2. 599 words without citations
Iris Marion Young explains in Throwing Like A Girl how women are forced from a young
age to take up less space and to under-utilize their body’s full potential. This is exemplified
through sports specifically in Young’s example of throwing a ball. It sheds light on how
throughout society men and women move and take up space very differently, and seeks to
answer why, through three modalities; ambiguous transcendence, inhibited intentionality and
discontinuous unity.
Women’s Studies Midterm
When Lorber describes transgender people, she explains that these are people who
don’t feel like they fit with the stereotyped gender that they were born into and they would like
to transition to the opposite gender. She does point out though that the “possible combinations
of genitalia, body shapes, clothing, mannerisms, sexuality, and roles [that] could produce
infinite varieties in human beings, the social institution of gender depends on the production
and maintenance of a limited number of gender statuses and of making the members of these
statuses similar to each other” (Lorber,57). She thinks that these two genders are very limiting.
Dean Spade explains the difference that people who are transgender experience when it
comes to gender. After a person has transitioned to a different gender, gender becomes a
much more complicated thing. At that point society wants to put trans people in even more of a
box. Now that they have transitioned, everything from their style, hair, movements and
mannerisms, voice, must match their transitioned gender. If it doesn’t the system becomes
disrupted and society has a harder time accepting them.
This is greatly shown when trans people are trying to convince doctors and surgeons to
perform transitioning surgeries on them. People that want the surgeries need to show proof of
why the surgery is necessary and part of their identity. Trans people that want to get surgery
are often talked down by doctors and counselors. They are told to get other cosmetic surgeries
that aren’t what they’re looking for.

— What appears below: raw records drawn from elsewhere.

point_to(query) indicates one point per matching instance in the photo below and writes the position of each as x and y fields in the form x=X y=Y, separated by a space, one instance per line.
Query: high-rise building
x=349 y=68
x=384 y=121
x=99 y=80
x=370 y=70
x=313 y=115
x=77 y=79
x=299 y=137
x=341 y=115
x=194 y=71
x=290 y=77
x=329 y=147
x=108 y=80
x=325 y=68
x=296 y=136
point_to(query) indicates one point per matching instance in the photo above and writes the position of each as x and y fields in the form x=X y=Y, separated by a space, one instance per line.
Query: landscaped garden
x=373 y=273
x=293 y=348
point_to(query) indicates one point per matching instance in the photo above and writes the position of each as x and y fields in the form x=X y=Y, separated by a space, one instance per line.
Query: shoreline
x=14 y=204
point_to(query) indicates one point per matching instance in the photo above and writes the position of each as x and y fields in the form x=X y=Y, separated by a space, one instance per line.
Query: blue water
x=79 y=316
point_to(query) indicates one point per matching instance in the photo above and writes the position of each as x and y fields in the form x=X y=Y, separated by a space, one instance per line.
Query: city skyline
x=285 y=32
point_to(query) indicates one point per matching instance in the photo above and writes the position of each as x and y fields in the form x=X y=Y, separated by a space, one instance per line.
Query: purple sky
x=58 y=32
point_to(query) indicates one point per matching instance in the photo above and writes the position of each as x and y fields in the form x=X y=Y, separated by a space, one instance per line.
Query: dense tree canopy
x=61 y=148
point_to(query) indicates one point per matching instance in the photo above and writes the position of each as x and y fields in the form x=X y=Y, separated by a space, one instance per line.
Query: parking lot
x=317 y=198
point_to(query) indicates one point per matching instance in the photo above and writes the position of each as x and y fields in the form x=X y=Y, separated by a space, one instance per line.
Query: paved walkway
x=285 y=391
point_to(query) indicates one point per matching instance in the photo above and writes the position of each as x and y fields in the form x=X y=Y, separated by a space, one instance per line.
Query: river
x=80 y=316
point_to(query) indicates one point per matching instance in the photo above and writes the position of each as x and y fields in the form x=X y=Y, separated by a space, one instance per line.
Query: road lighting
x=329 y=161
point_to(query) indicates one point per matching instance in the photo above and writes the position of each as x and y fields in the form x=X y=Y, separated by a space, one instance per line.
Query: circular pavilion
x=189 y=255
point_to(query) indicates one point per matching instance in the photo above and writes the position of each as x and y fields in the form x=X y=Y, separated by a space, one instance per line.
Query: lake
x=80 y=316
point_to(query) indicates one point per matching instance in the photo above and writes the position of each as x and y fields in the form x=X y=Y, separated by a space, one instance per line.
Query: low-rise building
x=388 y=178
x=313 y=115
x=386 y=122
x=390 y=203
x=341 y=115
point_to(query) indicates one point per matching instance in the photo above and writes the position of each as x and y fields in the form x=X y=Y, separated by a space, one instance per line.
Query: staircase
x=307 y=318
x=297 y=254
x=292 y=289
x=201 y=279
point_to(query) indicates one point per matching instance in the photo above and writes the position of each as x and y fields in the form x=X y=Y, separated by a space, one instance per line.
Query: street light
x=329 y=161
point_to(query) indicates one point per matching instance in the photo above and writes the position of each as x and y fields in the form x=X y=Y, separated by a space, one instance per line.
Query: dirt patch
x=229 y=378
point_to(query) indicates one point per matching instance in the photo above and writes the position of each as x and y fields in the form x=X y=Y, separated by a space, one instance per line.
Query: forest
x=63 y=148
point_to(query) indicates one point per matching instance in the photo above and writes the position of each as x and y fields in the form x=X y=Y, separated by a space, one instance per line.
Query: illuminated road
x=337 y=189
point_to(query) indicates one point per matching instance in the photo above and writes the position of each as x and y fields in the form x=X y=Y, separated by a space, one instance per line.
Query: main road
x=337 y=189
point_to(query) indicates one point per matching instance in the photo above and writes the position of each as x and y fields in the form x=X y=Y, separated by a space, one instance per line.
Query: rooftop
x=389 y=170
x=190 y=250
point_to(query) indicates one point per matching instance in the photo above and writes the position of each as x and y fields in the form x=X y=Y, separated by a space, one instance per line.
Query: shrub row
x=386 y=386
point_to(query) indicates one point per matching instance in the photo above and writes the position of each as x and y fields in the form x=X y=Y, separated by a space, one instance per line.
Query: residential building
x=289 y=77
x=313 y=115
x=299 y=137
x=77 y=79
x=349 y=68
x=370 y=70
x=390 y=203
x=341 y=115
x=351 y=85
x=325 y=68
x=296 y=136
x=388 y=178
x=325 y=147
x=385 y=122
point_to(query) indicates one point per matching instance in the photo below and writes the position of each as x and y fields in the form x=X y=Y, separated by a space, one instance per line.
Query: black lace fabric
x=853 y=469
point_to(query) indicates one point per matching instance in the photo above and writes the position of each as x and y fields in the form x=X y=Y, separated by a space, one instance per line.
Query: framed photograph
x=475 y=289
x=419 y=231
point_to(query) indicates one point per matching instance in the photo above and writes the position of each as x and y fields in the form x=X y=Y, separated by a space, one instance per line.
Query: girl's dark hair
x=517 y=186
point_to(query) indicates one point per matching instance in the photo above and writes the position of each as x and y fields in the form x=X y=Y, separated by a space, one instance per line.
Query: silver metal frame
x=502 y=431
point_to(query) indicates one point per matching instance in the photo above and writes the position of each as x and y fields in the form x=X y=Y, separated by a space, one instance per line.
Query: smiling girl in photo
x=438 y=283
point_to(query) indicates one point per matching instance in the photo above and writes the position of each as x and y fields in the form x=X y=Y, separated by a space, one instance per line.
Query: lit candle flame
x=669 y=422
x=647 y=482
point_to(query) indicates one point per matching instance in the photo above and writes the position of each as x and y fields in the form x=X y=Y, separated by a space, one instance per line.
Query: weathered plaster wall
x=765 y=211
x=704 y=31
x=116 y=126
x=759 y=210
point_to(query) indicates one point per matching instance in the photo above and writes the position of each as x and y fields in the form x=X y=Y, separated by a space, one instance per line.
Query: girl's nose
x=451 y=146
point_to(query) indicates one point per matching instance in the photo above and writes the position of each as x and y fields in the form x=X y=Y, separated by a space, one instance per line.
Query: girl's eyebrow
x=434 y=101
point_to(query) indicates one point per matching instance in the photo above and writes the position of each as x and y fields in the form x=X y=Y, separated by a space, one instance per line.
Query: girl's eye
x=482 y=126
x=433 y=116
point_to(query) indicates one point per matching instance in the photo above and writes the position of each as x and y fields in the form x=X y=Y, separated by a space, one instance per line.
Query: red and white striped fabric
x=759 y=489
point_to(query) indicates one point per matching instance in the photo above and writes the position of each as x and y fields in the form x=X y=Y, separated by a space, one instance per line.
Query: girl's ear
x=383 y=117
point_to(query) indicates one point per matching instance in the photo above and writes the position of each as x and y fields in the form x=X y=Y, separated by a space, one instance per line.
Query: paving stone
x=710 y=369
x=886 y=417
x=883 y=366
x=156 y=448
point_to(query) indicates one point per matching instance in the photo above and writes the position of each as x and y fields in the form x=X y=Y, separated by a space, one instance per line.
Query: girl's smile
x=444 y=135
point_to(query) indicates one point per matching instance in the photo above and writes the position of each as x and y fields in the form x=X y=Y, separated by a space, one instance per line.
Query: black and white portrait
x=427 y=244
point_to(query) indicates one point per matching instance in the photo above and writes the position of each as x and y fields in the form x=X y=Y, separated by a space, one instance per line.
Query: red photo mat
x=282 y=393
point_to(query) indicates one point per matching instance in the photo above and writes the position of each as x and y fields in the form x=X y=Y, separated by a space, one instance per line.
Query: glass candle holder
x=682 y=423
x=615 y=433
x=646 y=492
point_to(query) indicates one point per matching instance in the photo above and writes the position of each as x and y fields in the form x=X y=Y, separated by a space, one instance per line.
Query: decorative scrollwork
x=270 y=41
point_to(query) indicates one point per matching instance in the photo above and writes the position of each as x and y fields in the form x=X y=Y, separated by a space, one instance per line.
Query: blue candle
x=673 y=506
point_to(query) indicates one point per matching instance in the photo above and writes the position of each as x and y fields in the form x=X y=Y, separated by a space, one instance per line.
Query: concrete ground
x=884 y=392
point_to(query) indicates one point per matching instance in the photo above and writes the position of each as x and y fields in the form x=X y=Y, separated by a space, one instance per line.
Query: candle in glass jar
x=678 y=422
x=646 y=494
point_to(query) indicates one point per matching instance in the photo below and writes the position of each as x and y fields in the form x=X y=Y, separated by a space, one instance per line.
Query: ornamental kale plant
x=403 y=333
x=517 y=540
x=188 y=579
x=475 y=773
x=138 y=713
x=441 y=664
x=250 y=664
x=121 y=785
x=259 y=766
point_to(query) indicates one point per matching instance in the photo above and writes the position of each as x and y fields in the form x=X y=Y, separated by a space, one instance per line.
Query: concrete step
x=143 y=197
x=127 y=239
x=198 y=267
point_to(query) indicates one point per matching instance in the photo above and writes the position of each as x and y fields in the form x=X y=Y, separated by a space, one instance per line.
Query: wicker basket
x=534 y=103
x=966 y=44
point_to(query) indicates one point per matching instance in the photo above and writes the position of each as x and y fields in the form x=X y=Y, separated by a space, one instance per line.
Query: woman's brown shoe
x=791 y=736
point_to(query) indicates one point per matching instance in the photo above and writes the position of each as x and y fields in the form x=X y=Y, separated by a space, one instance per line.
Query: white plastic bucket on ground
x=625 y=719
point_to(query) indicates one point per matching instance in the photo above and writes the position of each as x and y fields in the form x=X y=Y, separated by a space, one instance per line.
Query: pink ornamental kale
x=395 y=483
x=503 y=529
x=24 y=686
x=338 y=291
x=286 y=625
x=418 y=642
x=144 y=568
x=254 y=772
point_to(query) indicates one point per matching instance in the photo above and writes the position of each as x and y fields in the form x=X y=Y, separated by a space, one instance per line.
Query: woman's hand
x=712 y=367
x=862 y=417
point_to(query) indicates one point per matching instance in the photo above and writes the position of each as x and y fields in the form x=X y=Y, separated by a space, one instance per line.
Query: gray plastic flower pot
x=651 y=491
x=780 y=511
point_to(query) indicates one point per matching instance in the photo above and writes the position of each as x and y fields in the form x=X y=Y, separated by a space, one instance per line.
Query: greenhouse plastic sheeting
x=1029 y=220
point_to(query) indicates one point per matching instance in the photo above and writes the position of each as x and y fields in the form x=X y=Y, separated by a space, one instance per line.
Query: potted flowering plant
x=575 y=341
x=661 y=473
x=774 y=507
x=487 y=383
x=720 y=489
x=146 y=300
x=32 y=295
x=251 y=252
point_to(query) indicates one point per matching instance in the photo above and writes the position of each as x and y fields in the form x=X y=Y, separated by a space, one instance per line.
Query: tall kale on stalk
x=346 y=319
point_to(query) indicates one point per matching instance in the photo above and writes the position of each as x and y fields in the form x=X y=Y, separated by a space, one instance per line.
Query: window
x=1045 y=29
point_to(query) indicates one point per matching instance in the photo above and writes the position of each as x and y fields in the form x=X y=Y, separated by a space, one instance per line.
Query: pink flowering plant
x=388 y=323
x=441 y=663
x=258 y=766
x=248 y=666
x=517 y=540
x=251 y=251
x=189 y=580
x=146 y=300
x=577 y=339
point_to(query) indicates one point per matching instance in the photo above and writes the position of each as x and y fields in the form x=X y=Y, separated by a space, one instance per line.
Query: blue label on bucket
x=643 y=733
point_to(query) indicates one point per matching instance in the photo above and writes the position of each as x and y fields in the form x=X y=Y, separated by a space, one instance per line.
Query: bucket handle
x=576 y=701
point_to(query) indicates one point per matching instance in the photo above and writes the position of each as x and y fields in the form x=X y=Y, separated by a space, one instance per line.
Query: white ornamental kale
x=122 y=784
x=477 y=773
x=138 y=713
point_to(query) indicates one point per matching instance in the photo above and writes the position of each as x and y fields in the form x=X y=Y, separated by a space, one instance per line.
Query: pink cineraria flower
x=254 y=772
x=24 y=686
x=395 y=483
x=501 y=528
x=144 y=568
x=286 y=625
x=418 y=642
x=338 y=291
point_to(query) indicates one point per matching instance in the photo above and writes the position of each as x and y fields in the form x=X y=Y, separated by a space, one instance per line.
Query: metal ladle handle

Spade tells how some doctors will leave scars that could’ve
been avoided out of their disagreement with the surgery. Surgeons also tend to see the surgery
as either a male or female one, it can’t just be about the change that occurs, it has a great deal
to do with a switch from one to the other. One doctor even admits to bullying his patients to
find out their gender, “The girls cry; the gays get aggressive” (Spade ,14).
Spade finishes his argument stating how “Transsexuals are in a double bind- it is
pathological not to adhere to gender norms, just as it is to adhere to them. The creation of the
image of transsexuals as exemplary adherents to gender stereotypes requires an understanding
of transsexuality that both fully accepts the medical definition of transsexual and ignores the
multiple non-norm-adhering narratives that trans people produce outside of medical context”
(Spade,17). This is huge, it explains how no one gets their real definition of trans from the
people experiencing it, and that is why there is such a gap in the understanding of trans people,
the assumptions.
Both Lorber and Spade, although focused on different topics, shed a lot of light on the
fact that these concepts are heavily regulated and are very pervasive in society. Lorber shows
how limited the two genders can be, and Spade shows how people are forced into them and
prevented and punished when they try to stretch these boundaries.